Other than these action sequences (which are surprisingly few and far between for a summer blockbuster), this superhero sequel coasts along on the strength of an incredible cast of performers, all equally adept at drama and comedy (particularly Downey - no relation, Rourke, scene-stealer Rockwell and Paltrow), the goodwill audiences have for the first "Iron Man" and comic guys like myself have for the Marvel Universe in general (was that Captain America's shield? Thor's hammer? Neat-o).
I can watch Downey do just about anything, especially when he's turned loose to turn on the charm and crack-wise while clearly hiding some self-loathing and inner turmoil. I can't think of many performers better at that combination and he's in fine form, as well as in great physical shape, here. But it just isn't enough to hold together an entire movie without a clear cut, well-defined and compelling story.
The confusion doled out in the meandering and exhausting middle section of "Iron Man 2" is largely thanks to the all-too-familiar superhero sequel problem of too many half-baked plot lines, vague motivations and a house party full of minor characters who make us geeks "ooh" and "ah" by their mere inclusion but who are so underdeveloped that only the truest of the true will give a rat's ass about what happens to them.
Case in point: both Whiplash, played by the excellent Mickey Rourke (who still has the guy from "9½ Weeks" buried somewhere in his very interesting face), and Black Widow (the surprisingly athletic and of course unsurprisingly hot Scarlett Johansson) are in this movie, but I don't think either of those code names are ever even spoken.
If you didn't catch the end credits sequence in the first one, let alone the first movie in general, you'll have no idea who the hell Sam Jackson is playing and what exactly he's doing. His SHIELD sidekick, played by Clark Gregg, is cool and funny and all, but utterly pointless. (Wondering what SHIELD is? Too bad. You'll have to Netflix the first movie or pickup a comic book. It's not like "Empire Strikes Back" told us anything about The Force, right? Wait, it did).

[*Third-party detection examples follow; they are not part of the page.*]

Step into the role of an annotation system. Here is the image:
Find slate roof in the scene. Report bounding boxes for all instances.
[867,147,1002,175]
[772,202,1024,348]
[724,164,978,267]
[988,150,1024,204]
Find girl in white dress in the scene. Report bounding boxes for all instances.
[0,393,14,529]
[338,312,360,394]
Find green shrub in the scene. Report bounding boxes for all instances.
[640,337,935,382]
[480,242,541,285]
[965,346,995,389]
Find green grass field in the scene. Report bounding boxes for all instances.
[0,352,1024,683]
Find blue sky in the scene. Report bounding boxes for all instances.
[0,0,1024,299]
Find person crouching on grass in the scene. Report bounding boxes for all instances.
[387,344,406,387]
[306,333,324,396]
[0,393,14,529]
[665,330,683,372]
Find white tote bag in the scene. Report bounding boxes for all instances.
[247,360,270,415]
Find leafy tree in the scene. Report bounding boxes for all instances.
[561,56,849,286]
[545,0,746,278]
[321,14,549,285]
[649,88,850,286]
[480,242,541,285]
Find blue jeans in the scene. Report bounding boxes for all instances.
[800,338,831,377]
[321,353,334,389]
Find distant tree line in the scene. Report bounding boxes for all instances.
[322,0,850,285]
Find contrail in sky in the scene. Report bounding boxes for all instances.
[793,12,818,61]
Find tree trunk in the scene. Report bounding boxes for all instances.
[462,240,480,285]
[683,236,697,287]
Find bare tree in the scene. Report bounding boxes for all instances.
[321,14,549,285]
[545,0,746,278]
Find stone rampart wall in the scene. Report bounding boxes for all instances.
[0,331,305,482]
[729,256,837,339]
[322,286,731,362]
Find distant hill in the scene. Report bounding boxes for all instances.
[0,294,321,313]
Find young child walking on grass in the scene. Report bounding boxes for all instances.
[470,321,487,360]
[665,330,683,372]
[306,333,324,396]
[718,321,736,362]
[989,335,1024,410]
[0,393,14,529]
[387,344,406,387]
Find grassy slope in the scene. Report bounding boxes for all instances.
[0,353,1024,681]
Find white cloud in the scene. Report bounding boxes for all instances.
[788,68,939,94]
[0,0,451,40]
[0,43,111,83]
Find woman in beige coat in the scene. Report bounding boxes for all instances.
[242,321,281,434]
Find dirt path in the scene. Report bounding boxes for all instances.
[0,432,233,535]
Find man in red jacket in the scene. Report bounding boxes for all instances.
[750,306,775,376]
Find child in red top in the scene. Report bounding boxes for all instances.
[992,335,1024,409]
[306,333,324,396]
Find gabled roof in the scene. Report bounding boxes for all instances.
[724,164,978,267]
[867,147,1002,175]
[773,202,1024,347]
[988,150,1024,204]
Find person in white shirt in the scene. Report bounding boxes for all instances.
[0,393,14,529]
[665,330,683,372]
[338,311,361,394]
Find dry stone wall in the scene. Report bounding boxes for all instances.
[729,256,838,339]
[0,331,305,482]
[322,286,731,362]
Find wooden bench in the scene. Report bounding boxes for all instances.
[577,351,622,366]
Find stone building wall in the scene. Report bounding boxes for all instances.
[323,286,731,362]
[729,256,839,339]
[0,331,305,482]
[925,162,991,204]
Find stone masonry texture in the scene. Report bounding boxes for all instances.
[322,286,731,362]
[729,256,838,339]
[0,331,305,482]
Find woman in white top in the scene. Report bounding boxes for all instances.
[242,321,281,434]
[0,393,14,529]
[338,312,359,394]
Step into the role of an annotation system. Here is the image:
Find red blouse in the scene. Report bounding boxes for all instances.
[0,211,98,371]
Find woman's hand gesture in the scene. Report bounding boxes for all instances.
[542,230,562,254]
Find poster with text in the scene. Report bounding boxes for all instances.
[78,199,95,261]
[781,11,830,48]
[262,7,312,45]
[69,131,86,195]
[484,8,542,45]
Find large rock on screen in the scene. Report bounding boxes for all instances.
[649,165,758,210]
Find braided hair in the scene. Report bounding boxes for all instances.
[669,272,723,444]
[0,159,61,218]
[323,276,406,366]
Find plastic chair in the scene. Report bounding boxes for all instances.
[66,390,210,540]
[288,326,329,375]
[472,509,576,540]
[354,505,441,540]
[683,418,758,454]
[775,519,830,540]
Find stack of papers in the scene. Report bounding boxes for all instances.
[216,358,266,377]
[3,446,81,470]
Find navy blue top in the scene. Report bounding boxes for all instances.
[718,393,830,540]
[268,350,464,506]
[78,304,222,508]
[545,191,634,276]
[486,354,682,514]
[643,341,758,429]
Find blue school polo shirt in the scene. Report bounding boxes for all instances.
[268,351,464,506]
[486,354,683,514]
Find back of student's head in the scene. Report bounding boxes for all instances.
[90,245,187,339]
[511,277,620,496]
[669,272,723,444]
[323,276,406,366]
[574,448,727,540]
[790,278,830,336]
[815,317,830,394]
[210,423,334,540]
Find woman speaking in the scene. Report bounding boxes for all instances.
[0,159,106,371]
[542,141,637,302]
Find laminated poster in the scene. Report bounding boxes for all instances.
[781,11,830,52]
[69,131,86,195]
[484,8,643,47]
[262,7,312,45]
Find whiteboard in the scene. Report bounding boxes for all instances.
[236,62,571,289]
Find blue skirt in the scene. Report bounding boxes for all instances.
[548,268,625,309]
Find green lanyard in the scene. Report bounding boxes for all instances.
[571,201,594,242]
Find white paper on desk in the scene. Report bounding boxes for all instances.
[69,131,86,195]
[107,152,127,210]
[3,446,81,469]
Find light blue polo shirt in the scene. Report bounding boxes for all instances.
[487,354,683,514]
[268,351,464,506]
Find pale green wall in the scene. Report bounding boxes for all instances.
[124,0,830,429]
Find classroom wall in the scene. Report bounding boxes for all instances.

In fact, most of the characters in this movie have no business being here as they only distract from Iron Man. I root hard for these movies to succeed and I revel in the inclusion of so many nods to the mythos, but driving home from the theater I had to accept how undercooked and overly cluttered "Iron Man 2" ended up.
My friend Dave Quiggle, who saw the movie with me, pointed out how similar the Stark / Whiplash story is to "Rocky III." Stark is on top of the world, flashy, arrogant in the movie's beginning, while a sinister street level villain plots against him in the shadows and takes him down in a very public way... Should "Iron Man 2" make us think about "Rocky III" while we're watching it? Ah, Clubber Lang. We hardly knew ya'.
One last thing I have to mention: the first time we see Sam Jackson and Scarlett Johannson in full costume, they are sitting in a donut shop (also one of LA's best known landmarks; maybe not the place for clandestine agents to have a meeting) with Downey, in full armor. It's instantly reminiscent of "Pulp Fiction" to see Jackson speaking bad-mother-effer-ese in a restaurant booth.
Not only does this scene pull you right out of the movie and remind you that you're watching actors dressed up in crazy get-ups, it also reminds you that "Iron Man 2" is nowhere near as good as "Pulp Fiction." With this cast bringing their A-game, an enthusiastic director like Favreau at the helm and audiences more accepting than ever of the Marvel Universe, it should have been.